What I am trying to do

I am making a humble effort to share my researches about the identity of Pakistan in an easy and accessible manner. I believe that this identity is connected with a great current of enlightened thought that exists across cultures, but has been generally ignored by the academia.

The Father of History opened his book with the famous words, “Herodotus of Halicarnassus hereby presents his researches …” In a much humbler capacity than him, I am also presenting my “researches” (the word used by Herodotus in Greek was “histories”).

The purpose of Herodotus in presenting his researches was, in his words, “that the deeds of humankind may not be forgotten by lapse of time, and the great and amazing works of the Greeks as well as the foreigners may remain well-known; and it will especially include how they came in conflict with one another.” I have also spent more than a quarter of a century researching about the deeds of humankind, and the great and amazing works of my people as well as others – including, especially, “how they came in conflict with one another” and, hopefully, how those conflicts can be resolved.

I want to make this website a focal point for a systematic presentation of my findings. It is supplemented by online courses and is expanded further through books written or edited by me.

There are five basic aspects of this task, which I will explain below: the identity  of the Pakistani nation; a universal worldview; the structure of a community; the need to question the conventional wisdom; and the goal.
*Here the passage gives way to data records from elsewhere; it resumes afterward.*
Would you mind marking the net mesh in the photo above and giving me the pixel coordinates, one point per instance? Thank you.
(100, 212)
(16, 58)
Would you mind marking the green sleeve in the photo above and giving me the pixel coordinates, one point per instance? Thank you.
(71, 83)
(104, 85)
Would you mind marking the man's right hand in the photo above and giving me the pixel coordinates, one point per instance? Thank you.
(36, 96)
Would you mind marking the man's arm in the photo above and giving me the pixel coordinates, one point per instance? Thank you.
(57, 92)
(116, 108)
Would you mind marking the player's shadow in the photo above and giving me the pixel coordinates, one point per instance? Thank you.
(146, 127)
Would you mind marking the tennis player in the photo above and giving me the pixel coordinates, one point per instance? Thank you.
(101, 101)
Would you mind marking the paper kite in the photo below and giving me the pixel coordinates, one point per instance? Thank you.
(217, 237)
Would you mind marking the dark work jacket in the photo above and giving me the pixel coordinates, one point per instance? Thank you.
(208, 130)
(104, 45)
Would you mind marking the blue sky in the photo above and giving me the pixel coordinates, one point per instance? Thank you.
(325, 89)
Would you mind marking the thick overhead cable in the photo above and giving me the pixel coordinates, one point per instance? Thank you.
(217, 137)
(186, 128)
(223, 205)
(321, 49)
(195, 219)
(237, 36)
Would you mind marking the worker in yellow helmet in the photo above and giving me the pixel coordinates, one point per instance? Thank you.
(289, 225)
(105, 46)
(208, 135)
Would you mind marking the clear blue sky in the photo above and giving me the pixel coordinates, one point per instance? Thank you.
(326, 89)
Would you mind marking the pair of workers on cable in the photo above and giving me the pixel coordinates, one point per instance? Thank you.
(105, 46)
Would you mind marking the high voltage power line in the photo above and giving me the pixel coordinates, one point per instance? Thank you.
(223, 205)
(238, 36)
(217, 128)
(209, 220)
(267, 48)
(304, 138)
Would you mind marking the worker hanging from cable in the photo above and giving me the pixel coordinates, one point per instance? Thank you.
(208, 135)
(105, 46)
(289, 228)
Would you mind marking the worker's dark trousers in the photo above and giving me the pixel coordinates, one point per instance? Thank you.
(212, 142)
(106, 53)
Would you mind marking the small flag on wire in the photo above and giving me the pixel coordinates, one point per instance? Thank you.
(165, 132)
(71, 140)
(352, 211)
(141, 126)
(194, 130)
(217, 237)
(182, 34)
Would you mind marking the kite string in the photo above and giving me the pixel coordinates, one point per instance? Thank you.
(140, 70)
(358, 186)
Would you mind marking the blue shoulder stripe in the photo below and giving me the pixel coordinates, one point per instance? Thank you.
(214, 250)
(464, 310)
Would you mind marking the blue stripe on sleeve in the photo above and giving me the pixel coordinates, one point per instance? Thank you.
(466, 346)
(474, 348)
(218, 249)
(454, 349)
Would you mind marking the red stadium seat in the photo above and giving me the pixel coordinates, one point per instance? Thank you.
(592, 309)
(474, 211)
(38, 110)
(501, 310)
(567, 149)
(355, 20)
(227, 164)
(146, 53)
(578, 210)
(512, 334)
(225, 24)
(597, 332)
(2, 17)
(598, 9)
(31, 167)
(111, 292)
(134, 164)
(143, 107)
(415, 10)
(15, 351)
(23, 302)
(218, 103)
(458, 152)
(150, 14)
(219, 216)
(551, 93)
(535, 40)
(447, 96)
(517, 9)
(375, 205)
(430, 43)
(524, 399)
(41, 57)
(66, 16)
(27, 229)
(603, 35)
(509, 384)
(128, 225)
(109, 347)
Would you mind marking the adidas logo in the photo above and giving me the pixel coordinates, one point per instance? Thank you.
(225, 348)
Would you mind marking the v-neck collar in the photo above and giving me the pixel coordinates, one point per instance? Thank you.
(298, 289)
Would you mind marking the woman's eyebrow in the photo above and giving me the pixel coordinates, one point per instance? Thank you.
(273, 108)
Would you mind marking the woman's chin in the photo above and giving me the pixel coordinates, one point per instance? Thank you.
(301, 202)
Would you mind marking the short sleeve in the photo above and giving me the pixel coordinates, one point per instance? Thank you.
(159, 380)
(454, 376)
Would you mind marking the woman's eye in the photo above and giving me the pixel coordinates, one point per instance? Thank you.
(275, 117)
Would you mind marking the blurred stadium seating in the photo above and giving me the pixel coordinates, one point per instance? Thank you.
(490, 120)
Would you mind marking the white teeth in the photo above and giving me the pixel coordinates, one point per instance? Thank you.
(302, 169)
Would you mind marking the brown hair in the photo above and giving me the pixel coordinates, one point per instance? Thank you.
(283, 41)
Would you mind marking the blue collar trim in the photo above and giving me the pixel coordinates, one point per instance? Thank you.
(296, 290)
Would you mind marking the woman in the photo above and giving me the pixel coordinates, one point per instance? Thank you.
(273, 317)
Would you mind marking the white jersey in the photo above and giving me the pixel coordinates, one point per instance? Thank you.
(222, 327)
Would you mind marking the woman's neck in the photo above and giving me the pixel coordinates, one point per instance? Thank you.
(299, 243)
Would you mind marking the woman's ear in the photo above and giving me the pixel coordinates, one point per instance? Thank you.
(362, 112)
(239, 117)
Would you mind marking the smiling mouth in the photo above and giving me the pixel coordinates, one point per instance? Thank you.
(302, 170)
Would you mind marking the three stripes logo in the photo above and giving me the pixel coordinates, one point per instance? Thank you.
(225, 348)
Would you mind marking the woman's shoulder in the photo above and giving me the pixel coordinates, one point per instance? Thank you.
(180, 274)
The identity of the Pakistani nation

The first thing to know is that in the light of what the founder of Pakistan, Quaid-i-Azam Muhammad Ali Jinnah, gave us to understand, the identity of Pakistan can only be defined by two things:

  1. The Indian subcontinent was liberated from foreign rule by its Muslim nation – not by Gandhi or his associates, who actually wanted to keep the British in India contrary to their known claims.

  2. Pakistan is not an end in itself but means for achieving absolute freedom from want and fear, and a society based on Islamic social justice.

The basic evidence to show that this is what Jinnah said is presented in my short book, Jinnah: The Case for Pakistan.

A universal worldview

Secondly, I am trying to make accessible in easy and clear terms, for the first time, the worldview that is supposed to have led to the above-mentioned achievement. It consists of five basic propositions:

  1. a common worldview is shared by Islam and the culture of modern West at least in theory;
  2. the essential nature of human being consists in will, not intellect or understanding;
  3. human being is naturally good;
  4. fear is the primary source of evil;
  5. it is possible to achieve a society free from vice, want and fear – ‘Marghdeen,’ as envisioned by Dr. Sir Muhammad Iqbal (Allama Iqbal), and hence the name of this website.

I presented my initial findings in this regard in 2007, in The Republic of Rumi: a Novel of Reality. They have now been explained in an even simpler manner in Visions Unveiled: the Worldview of Iqbal, expected to be launched on 13 August 2018.

On the authority of Iqbal, we also know that this worldview has been shared by many prominent and respected personalities in other cultures – including Jean-Jacques Rousseau, Johanne Wolfgang von Goethe, Mary Parker Follett and C. R. Das.

The structure of a community

Thirdly, I am trying to show – again, on the authority of Iqbal – that this worldview can be traced back to the Quran. It has been developing subsequently through the three channels that constitute the structure of the Muslim community:

  1. Faith;
  2. Uniform culture, i.e. art and literature equally enjoyed by the high and the low;
  3. Common institutions, i.e. Islamic principles of jurisprudence and the Muslim political theory.

That it is alive in the hearts of the masses, at least in Pakistan, is evident from what I have been describing as the Seven Stages of Pakistan, and have tried to explain in my book, 2017: The Battle for Marghdeenpublished in 2012. I believe that an understanding of these stages can provide us insight into our collective destiny and make us capable of what Follett has called ‘conscious evolution’.

The need to question the conventional wisdom

Fourthly, and unfortunately, it is an unpleasant necessity to show that the academics, intellectuals and scholars not only disagree with this worldview generally, but also they have quite often been dishonest in their handling of this disagreement.

They have misrepresented personalities like Rousseau, Goethe, Iqbal, Das and Jinnah, and have tried to ignore some others like Follett. Societies still revering the memories of these personalities have been prevented not only from knowing about the guidance provided by them but also from seeing that a common current of enlightened thought exists simultaneously in so many cultures, especially Islam and the modern West.

I believe that this is a major problem in our times, preventing the smooth progress of some developing countries and causing conflicts between some nations who could be friends.

The goal

Last but not the least, my aim is not purely intellectual. I want to show that the foundations of an ideal world have already been laid out by some of our most loved ancestors, and now we need to adapt to that ideal so that we may construct further on the existing foundations and achieve the grace and happiness of living in a world free from want and fear.

In practical terms, the starting point for this has to be the resolution adopted in April 1946 by the Muslims of the South Asian subcontinent (the Delhi Resolution of 1946, as we may call it for the sake of convenience).